# Share Your Product Comparison of Different PODS



## scribbleprints (Jan 9, 2008)

Hello! If anyone has bought the same type of product from two different fullfillment services (Zazzle, CafePress, Printfection, Spreadshirt, etc.) would you please share a comparison? I know this is a t-shirt forum, but I'd really like to not limit this just to t-shirts.


----------



## scribbleprints (Jan 9, 2008)

Now my experience...only on things I've bought in more than one place. I'm not including price in my comparison, just quality.

Dark T-shirts: Zazzle > CafePress > ArtsNow/ArtsCow
All had minor problems at some point. ArtsNow looked the best on first glance but shredded shortly after washing, CafePress the quality of the shirt itself seemed less (but that may vary depending on style) than Zazzle, but much better than ArtsNow (on women's shirt, ArtsNow is very tight in the chest area, even on large shirts).

Ornaments: Zazzle = CafePress = ArtsNow
All about the same. All good quality.

Cards: Zazzle = CafePress> Winkflash* > Shutterfly* > ArtsNow
Zazzle and CafePress both have excellent quality cards. ArtsNow's stink. Have a waxy film that leaves scratches on dark background cards.
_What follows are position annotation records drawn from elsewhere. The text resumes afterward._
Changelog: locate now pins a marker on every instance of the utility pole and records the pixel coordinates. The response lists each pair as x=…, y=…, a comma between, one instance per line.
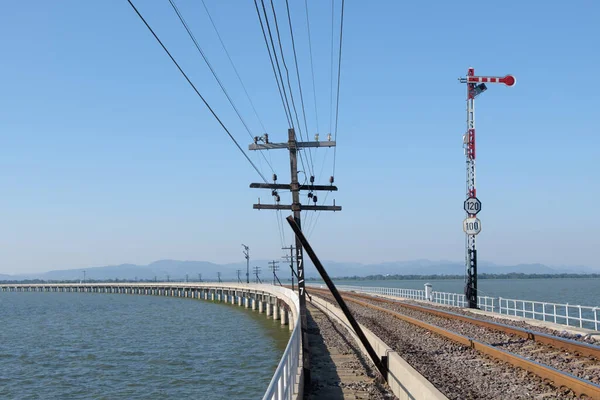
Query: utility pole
x=256, y=273
x=290, y=258
x=273, y=265
x=247, y=257
x=472, y=205
x=293, y=145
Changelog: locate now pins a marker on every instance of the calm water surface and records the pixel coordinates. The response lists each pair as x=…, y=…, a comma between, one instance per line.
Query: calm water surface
x=584, y=292
x=111, y=346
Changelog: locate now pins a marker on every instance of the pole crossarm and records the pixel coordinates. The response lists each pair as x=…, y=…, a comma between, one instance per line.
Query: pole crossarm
x=284, y=186
x=286, y=145
x=294, y=207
Both Zazzle and CafePress (but not ArtsNow) were better quality than cards at Shutterfly, and easier to use than cards at Winkflash (which were good quality printing but hard to center correctly...came uncentered several times.) *These aren't fulfullment services, just printing services.

Round Magnets
Zazzle > ArtsNow = CafePress
Zazzle has the strongest magnets of the three (not that they're super strong), in my experience. The one magnet I bought from CafePress kept falling off my fridge (their rectangle ones are excellent). ArtsNow the magnet frong plastic, and though I don't think the magnet back is stronger than CafePress, the lighter weight of the plastic makes it stick a little better to the fridge.


Bumper Stickers
CafePress > ArtsNow
CafePress had a better sheen. One dark sticker came to me streaked (other stickers I got were all white backed). Arts Now has a waxy coating that's not bad on light designs but woudl be horrible on dark ones.


----------